Tengok, misalnya, dua tulisan dari Suardi Kaco (“Sejarah Benteng Somba Opu sebagai Situs Sejarah: Dari Pembiaran ke Perusakan”) dan M. Iqbal Arsyad (Perubahan Arsitektur Kota Makassar dari Periode Kolonial, Orde Baru, hingga Reformasi”) dalam buku ini. Dengan objek kajian yang terpisah, pemaparan keduannya memberi gambaran tentang perkembangan kota Makassar saat ini dari perspektif tata ruang dan arsitektur kota.
Sudah menjadi hal yang jamak bahwa kebijaksanaan tata ruang kota di Indonesia diorientasikan untuk menggenjot pertumbuhan ekonomi makro. Tata ruang kota menjadi infrastruktur penting untuk menunjang orientasi pertumbuhan tersebut, yaitu dengan memberi akses yang seluas-luasnya bagi masuknya investasi. Rencana tata kota pada gilirannya menjadi suatu parameter dimana kita bisa memeriksa untuk kepentingan siapakah pembangunan kota dilaksanakan. Idealnya, rencana tata ruang kota dijadikan sebagai wahana bersama mengenai tata ruang perkotaan yang merepresentasikan aspirasi warga yang beragam. Namun dalam kenyataanya, rencana tata ruang kota dikondisikan untuk meningkatkan investasi dan memudahkan kepentingan pemodal (hal. 95).
Hamzah dalam tulisannya “Pergeseran Ganrang Bulo sebagai Seni Tradisi ke Pertunjukkan di Kota Makassar” memaparkan pergeseran “peran” Ganrang Bulo yang semula merupakan seni tradisi menjadi seni pertunjukan yang bisa dipentaskan setiap saat dengan tujuan hiburan.

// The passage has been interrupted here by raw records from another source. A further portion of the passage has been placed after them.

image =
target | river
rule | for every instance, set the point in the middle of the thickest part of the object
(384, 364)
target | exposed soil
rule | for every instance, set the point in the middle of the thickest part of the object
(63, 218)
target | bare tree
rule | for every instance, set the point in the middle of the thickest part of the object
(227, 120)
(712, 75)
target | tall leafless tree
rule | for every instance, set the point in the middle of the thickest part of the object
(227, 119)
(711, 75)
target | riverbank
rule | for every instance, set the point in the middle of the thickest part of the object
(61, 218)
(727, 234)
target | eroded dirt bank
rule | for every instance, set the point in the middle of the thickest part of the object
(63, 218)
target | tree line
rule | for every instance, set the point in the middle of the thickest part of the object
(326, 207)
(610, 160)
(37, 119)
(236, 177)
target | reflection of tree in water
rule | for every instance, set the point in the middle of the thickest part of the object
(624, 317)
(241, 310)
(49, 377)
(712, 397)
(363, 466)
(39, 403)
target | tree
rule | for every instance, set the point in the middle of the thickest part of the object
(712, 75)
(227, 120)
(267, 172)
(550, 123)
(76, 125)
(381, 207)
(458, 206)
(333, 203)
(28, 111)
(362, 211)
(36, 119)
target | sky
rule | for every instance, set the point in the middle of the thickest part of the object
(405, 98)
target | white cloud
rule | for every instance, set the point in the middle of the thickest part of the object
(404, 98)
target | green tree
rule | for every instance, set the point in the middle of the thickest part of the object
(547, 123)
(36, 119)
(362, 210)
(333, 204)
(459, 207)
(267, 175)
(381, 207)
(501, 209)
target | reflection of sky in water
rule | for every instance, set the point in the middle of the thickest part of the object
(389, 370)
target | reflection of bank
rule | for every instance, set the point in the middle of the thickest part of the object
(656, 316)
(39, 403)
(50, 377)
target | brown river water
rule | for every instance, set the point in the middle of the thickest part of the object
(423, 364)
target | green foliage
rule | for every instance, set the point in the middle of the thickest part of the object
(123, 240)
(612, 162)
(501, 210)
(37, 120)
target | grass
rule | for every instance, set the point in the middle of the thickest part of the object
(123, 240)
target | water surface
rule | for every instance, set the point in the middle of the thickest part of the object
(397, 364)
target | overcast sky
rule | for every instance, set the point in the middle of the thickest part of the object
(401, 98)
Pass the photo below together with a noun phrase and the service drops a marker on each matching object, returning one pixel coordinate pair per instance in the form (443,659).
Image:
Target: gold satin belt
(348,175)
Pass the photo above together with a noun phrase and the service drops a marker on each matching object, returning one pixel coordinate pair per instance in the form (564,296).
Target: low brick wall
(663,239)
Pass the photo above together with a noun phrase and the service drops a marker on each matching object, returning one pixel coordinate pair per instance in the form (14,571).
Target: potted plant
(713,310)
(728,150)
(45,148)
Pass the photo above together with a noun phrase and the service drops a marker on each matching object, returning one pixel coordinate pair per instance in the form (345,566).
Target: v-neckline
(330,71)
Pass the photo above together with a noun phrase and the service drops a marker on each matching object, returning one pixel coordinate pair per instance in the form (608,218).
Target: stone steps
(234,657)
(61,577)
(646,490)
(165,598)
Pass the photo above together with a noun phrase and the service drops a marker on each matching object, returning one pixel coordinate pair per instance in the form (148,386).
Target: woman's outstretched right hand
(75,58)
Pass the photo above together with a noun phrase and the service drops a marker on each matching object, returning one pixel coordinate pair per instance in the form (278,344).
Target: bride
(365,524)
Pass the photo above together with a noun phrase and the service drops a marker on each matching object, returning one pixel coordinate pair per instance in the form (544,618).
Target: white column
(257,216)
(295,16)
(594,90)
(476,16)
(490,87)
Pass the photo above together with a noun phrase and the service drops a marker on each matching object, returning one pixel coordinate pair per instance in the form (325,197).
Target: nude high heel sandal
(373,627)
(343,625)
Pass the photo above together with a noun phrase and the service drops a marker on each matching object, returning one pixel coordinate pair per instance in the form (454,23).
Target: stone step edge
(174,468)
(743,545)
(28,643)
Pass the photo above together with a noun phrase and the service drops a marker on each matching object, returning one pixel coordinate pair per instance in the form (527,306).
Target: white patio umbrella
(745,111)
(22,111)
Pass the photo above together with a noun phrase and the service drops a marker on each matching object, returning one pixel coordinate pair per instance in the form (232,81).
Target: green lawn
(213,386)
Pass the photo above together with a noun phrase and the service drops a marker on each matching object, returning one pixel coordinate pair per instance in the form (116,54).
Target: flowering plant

Padahal, beberapa seniman yang dijumpai Hamzah menuturkan bahwa Ganrang Bulo semula merupakan kesenian tradisional yang berkaitan dengan seni ritual sehingga hanya ditampilkan dalam acara-acara tertentu (hal. 107). Menurut Nurkhoiron, dalam pengantar buku ini, besar kemungkinan pergeseran tersebut berkaitan dengan semangat industrialisasi yang ditopang rasionalitas teknis. Oleh karena itu, penting disimak bagian yang menguraikan semangat para seniman mempertahankan kesenian ini kendati nasibnya tetap marjinal di satu sisi, sedangkan di sisi lain para elite birokrasi lokal “mengeksploitasi” keberadaan kesenian tradisi Ganrang Bulo demi menikmati peluang dan keuntungan ekonomi.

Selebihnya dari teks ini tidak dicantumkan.